Elegy for a Father by Annette Sisson

I.

The moon passes between Earth and sun,
its shadow crossing the crust of our lives.

History eventuates into now.
The sun shrinks, dies away—

the dark’s aperture swallows us
whole. This passing into blackness

completes itself in scalding light,
ringing the disk with torrid flame.

Spectacle of story, recollected
by belly, retina, brain—indelible as pain.

II.

A box truck stalls on the hill.
A dump truck tows a trailer up,

a planned rescue. A pick-up above
the box truck begins to push it

onto the trailer, its tongue popping up
from the cargo’s weight, the dump truck’s

back wheels leaving the ground,
its brakes helpless in mid-air. The box

truck, only half loaded, and the trailer,
the dump truck: all lunge downhill,

a parked forklift straight in their path,
the back wheels and tongue still raised

high—a triangular cavalcade skidding,
barreling, a dreadful behemoth on the lam.

III.

The son rushes to mount the dump truck.
His panicked father hastens down front,

angles his pick-up to halt the sliding
mass of steel. Unable to see his son

hurtling for the door, the levers, he crushes
him between dump truck and pick-up.

His son’s body crumples under the trailer.
The hoisted wheels drop from the sky, pinning

him again. He is broken. The silence
is staggering, shrill. The damage eclipses belief.

IV.

The piercing scream of metal on asphalt,
the father’s lurch of knowledge, riot of gut.
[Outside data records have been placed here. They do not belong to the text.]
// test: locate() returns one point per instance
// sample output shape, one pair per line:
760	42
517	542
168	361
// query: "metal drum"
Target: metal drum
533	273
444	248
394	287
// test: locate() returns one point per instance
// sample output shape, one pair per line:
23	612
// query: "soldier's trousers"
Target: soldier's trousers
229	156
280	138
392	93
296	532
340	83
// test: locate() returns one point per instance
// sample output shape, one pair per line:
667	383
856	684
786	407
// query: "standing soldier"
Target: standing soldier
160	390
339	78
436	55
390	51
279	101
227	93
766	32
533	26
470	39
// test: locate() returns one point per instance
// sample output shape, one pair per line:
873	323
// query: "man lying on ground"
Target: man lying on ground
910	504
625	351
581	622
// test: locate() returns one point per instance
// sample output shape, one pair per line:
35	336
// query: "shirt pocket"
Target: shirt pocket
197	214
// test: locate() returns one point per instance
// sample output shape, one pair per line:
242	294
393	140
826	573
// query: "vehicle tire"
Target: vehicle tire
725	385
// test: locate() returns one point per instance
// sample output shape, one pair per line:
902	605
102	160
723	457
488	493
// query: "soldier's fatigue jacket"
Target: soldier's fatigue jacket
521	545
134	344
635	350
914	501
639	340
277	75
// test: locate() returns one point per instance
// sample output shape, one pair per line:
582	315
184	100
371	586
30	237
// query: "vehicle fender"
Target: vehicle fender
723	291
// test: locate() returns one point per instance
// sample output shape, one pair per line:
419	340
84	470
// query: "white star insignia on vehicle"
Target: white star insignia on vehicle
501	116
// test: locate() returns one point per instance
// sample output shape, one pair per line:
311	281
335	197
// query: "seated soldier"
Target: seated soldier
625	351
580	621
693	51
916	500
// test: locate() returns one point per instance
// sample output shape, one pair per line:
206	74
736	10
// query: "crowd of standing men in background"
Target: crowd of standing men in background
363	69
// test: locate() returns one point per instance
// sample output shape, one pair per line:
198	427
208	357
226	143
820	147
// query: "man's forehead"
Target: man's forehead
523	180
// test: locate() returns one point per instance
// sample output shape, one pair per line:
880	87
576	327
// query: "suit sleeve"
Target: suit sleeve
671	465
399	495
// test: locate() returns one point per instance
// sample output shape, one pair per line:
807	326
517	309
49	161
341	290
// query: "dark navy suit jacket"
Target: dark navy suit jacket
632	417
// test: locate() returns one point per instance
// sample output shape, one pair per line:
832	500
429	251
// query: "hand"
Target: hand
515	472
His spiraling agony—cataclysm of seared
retina, sun effaced by a fractious moon.

This father treads a relentless crepuscular
earth. His light passes each morning.

The shroud slips over him, envelops
him, nullifies thought, seals him up.


Annette Sisson lives in Nashville, TN with her husband, dog, and a small flock of hens. She is Professor of English at Belmont University, where she teaches and mentors students. In her free time, she enjoys baking, hiking, supporting local theater, watching the birds at her feeders, reading, and writing. Her publications include Zone 3, Rockvale Review, and Nashville Review, and she has poems forthcoming in Passager Magazine and The Blue Mountain Review. Her chapbook, A Casting Off, was published by Finishing Line Press in May 2019. She recently won The Porch Writing Collective’s poetry contest and was awarded honorable mention in Passager’s spring 2019 poetry contest.